48 B.C.: All of Gaul is divided into three parts by the collision of Corsica with the European plate.
The Year Zero: Nothing much happened, there being none.

A.D. 31: Miracle of the Loaves and Ichthyosaurs.
A.D. 70: Paul, formerly Saul the Tarsier, suffers identity crisis on the road to
Damascus and writes Epistle to the Cephalopods.
A.D. 344:  Hordes of Huns perish when Romans breach Gibraltar escarpment, flooding the Mediterranean Desert.
A.D. 494: Snakes evolve and are driven out of Ireland.
A.D. 974: Lief the Unlucky lost with all hands after amorous Kronosaurus spots his dragon ship.
A.D. 1066: William the Conqueror invades England by walking through northern France.
A.D. 1215 Magna Carta eaten by Velociraptor.
A.D. 1324: Gunpowder and plate armor introduced; dinosaurs hunted to extinction.
A.D. 1384: Dante Alighieri publishes 1st description of core-mantle boundary.
A.D. 1444: Flowering plants appear; War of the Roses commences.
A.D. 1484: Leonardo da Vinci designs Archaeopteryx.
A.D. 1492: Mesoamerica emerges, thwarting Columbus's discovery of Japan.
A.D. 1522: Asteroid impact shatters Aztec Empire. Hernan Cortes mops up.
A.D. 1588: Spanish Armada frustrated by continuing absence of English Channel.
A.D. 1636: Earliest primates appear; Harvard founded.
A.D. 1664: An English primate becomes Primate of Ireland; Archbishop Ussher
successfully deduces last four out of ten digits of the age of the Earth.
A.D. 1688: Hapsburg Iceboat Armada invades England via London-Bruges
canal; Inquisition burns Isaac Newton at the stake on suspicion of alchemy.
A.D. 1754: Gibbons evolve and write master-pieces like The Decline and Fall of the Roman Empire.

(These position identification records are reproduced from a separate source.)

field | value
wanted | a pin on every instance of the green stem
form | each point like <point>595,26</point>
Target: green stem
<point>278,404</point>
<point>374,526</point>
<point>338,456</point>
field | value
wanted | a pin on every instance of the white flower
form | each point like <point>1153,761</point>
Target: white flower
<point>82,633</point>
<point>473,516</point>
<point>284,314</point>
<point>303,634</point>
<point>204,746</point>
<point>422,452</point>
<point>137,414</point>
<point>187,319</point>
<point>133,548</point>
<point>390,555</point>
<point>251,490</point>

A.D. 1776: Washington's Mastodon Cavalry routs Hessians at Battle of Hudson Canyon.
A.D. 1835:  After attack by a giant ratite in the Galapagos, Darwin, returns home a convinced Neptunist.
A.D. 1846: A milestone in ape evolution is passed: birth of a son to Bishop and Lady Wilburforce.

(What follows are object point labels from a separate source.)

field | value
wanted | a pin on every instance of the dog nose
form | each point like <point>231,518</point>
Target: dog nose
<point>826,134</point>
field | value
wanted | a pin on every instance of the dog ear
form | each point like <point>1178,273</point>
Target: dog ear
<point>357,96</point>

A.D. 1867: Cosmos superstar Alexander Von Humboldt wins the Napoleon lll Peace Prize by sabotaging the Baltimore Gun Club's lunar cannon.
A.D. 1894: As glaciation peaks, Cecil Rhodes proposes Capetown-to Cairo bobsled run.
A.D. 1914: Younger Dryas sea-level rise unleashes U-boats into the Atlantic, Holy Roman Empire wins World War One.
A.D. 1948: Harry Truman proposes using ice to contain Stalin; Cold War begins, ending Younger Dryas

A.D. 1954: Glaciers retreat from Fulda Gap; de Gaulle invades Russia.
A.D. 1957: Civil Rights Movement challenges Jim Cro-Magnon laws.
A.D. 1961: Rachel Carson links DDT to Glyptodonts' decline.
A.D. 1969: Last sighting of saber-toothed tiger in Central Park; Elizabeth Taylor divorces Proconsul.
A.D. 1971: Andy Warhol paints Campbell Soup cans on walls of Lascaux caverns.
A.D. 1983: Australopithecus wins the America's Cup.
A.D. 1988: Homo habilis  nominated as Pat Robertson's running mate.
A.D. 1990: Last Neanderthals perish in siege of Kremlin.
A.D. 1991: Saddam Hussein discovers fire; Anthropocene tar sands form in Kuwait.
A.D. 1997: Citing black smoker emissions, the EPA bans continental drift. 
A.D. 2013  Leveraged buy out of North Pole by Club Med leads to cancelation of Christmas

N.B.: As all dates except the first are +/- 2.3 billion years,readers are cautioned not to use this chronology for purposes of exegesis or the calibration of carbon-14 dating.